A Assinatura da Paz na Sala dos Espelhos (pormenor do quadro de William Orpen). Afonso Costa surge retratado de pé, o segundo à esquerda). |
Galeria dos Espelhos no Palácio de Versalhes. |
Como nas
guerras europeias anteriores – dos sete
anos, de sucessão de Espanha, campanha do Rossilhão, guerras napoleónicas – também no
conflito europeu de 1914-1918 fez Portugal sacrifícios pesados. E contudo não
tínhamos nenhum interesse vital afectado na Europa, e que portanto devêssemos
defender. Mas não soubemos proclamar uma neutralidade, que por outro lado não
poderíamos fazer respeitar, dada a nossa extrema fraqueza económica e militar;
apenas para satisfação de lutas partidárias internas e em obediência cândida e
cega a ideologias que não eram nossas, envolvemo-nos no conflito contra a vontade
dos seus principais condutores; e apresentámos continuamente, perante
terceiros, o espectáculo da divisão política, da desagregação administrativa,
da ingenuidade na acção internacional. Chagas, o grande paladino da intervenção,
e que considerava esta uma aleluia,
viu desfeitas as suas ilusões. E em 1918 escrevia: «ontem, o parlamento francês celebrou já a apoteose dos aliados da
França. Falou-se em todos: não se falou em nós. De resto é de toda a evidência
que existe o propósito de ocultar o caso de Portugal, como um caso triste que é
discordante no conjunto da vitória» [20].

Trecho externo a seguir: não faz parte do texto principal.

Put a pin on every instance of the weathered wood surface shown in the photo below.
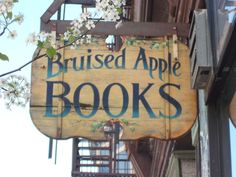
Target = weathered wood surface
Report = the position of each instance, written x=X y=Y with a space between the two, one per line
x=72 y=125
x=232 y=110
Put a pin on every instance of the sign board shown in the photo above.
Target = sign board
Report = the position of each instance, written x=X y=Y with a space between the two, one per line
x=232 y=110
x=144 y=86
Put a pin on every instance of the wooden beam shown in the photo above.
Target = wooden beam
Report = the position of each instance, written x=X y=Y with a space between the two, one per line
x=83 y=2
x=156 y=29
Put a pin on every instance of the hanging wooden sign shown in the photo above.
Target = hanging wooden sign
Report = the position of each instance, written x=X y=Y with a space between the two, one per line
x=145 y=87
x=232 y=110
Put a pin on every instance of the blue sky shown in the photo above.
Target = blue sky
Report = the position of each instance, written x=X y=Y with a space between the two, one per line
x=24 y=150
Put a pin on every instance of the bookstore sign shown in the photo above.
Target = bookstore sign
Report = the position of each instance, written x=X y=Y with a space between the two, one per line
x=144 y=88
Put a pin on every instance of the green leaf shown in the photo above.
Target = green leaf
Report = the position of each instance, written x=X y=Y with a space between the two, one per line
x=126 y=122
x=40 y=44
x=9 y=15
x=71 y=39
x=119 y=10
x=51 y=52
x=3 y=57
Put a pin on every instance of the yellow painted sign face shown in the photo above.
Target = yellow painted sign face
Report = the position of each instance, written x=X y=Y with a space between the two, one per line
x=146 y=89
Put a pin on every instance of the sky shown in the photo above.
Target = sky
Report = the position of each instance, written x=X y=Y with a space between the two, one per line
x=23 y=149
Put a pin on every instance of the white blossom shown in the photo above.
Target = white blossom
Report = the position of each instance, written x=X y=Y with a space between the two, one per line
x=119 y=24
x=6 y=6
x=90 y=24
x=15 y=91
x=32 y=38
x=12 y=34
x=19 y=18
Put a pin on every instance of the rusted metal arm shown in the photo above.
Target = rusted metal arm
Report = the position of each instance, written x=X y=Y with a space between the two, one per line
x=156 y=29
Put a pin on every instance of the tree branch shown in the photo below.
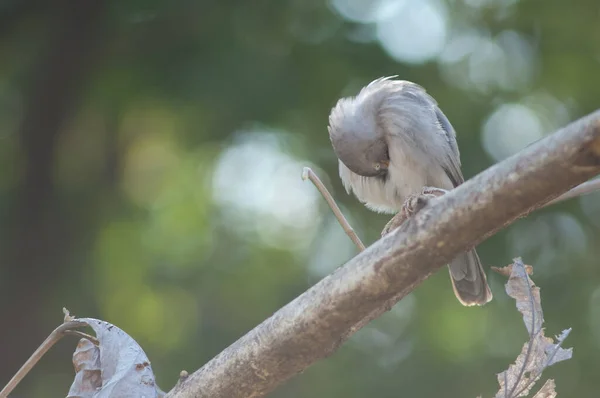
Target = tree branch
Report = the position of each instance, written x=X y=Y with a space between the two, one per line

E, com efeito, no fecho da luta beneficiámos rigorosamente de coisa nenhuma.
(In Franco Nogueira, As Crises e os Homens, Livraria Civilização Editora, 2.ª edição, 2000, pp. 238-244).

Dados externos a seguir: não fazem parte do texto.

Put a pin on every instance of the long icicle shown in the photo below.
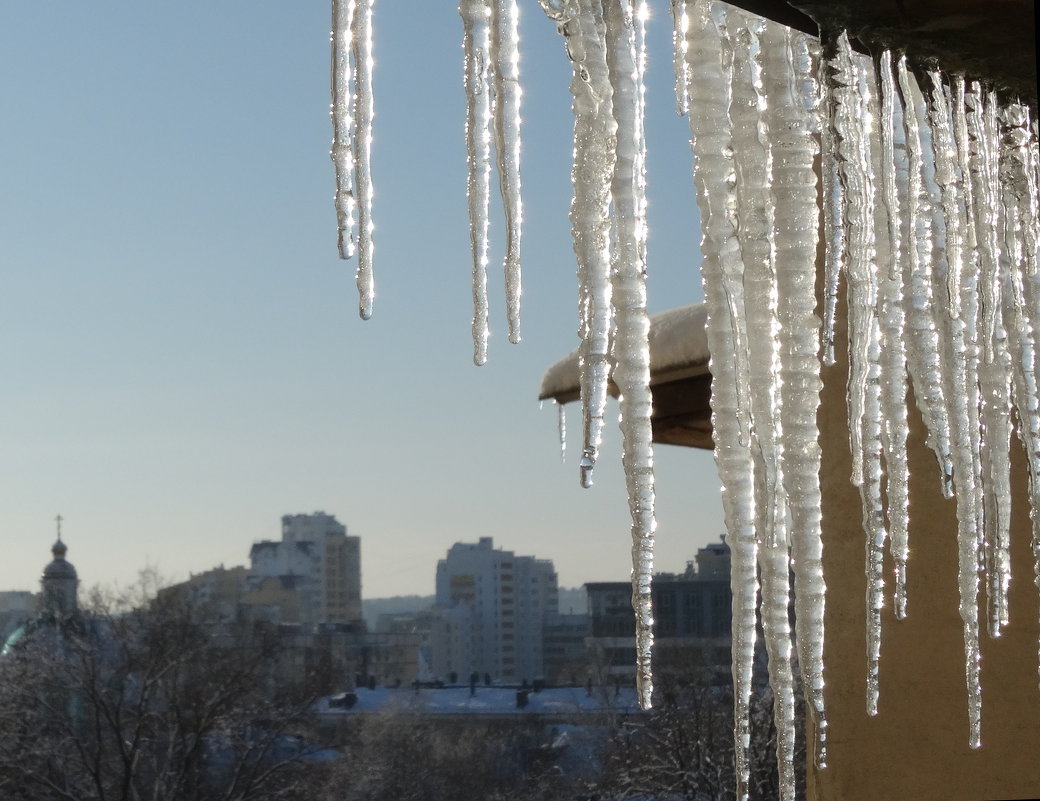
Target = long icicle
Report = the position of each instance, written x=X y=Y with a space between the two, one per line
x=505 y=72
x=891 y=262
x=791 y=105
x=631 y=351
x=853 y=123
x=342 y=121
x=363 y=114
x=709 y=68
x=595 y=132
x=476 y=43
x=994 y=359
x=949 y=318
x=923 y=339
x=833 y=195
x=753 y=160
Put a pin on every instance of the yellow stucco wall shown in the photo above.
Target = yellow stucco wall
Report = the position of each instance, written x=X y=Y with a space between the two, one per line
x=916 y=747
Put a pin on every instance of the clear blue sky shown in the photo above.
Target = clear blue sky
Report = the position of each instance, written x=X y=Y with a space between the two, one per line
x=181 y=355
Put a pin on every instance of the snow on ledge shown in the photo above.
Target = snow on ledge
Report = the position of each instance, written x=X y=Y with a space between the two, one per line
x=678 y=350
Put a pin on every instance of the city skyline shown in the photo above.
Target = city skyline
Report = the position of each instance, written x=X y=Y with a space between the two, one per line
x=182 y=354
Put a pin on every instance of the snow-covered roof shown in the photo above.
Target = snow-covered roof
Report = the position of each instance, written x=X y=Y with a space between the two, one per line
x=678 y=350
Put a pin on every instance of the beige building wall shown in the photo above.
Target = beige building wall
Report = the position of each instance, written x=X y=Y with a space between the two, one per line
x=916 y=747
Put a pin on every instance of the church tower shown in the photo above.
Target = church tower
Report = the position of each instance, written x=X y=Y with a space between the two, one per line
x=59 y=583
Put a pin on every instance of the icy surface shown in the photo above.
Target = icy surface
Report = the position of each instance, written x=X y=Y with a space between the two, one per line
x=892 y=261
x=352 y=115
x=595 y=132
x=930 y=210
x=505 y=57
x=476 y=44
x=342 y=121
x=364 y=111
x=625 y=50
x=709 y=57
x=787 y=62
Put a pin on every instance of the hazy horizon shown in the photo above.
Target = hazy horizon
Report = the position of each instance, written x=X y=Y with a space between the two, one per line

[1] João Chagas, Diário, I, 147.
[2] João Chagas, Diário, I, 159.
[3] João Chagas, Diário, I, 157.
[4] João Chagas, Diário, I, 255.
[5] Teixeira Gomes, Correspondência, I, 195.
[6] Diário das Sessões, 8 de Novembro de 1916.
[7] Brito Camacho, Portugal na Guerra, 110-111.
[8] Brito Camacho, ob. cit., 156.
[9] Brito Camacho, ob. cit., 124.
[10] Teixeira Gomes, Correspondência, I, 212.
[11] Teixeira Gomes, ob. cit., 216-217.
[12] Freire de Andrade, carta de 11-12-1914.
[13] História de Portugal, ed. de Barcelos, VII, 501.
[14] Livro Branco, doc. 300. Também carta de Teixeira Gomes a Augusto
Soares, Correspondência, II, 54.
[15] João Chagas, Diário, II, 217. Comentando a intervenção,
escrevia Agostinho de Campos: «A verdade
é que alguns dos nossos mais fogosos intervencionistas estavam convencidos de
que a beligerância portuguesa era vantajosa, primeiro e com certeza, para o seu
partido; depois e talvez, para a sua pátria». Agostinho de Campos, Portugal em Campanha, 240.
[16] João Chagas, Diário, II, passim.
[17] História de Portugal, ed. de Barcelos, VII, 505. Em Rescaldo da Guerra, Brito Camacho faz
uma lúcida análise dos erros e leviandades cometidas.
[18] Professor Hernâni Cidade, em História de Portugal, ed. de Barcelos,
VII, 521-522.
[19] Saliente-se que, também como em
Viena, o representante inglês na conferência de Paris, Balfour, envidou todos
os esforços para que fossem satisfeitas as reclamações portuguesas. A Europa
continental, porém, julgou de outro modo.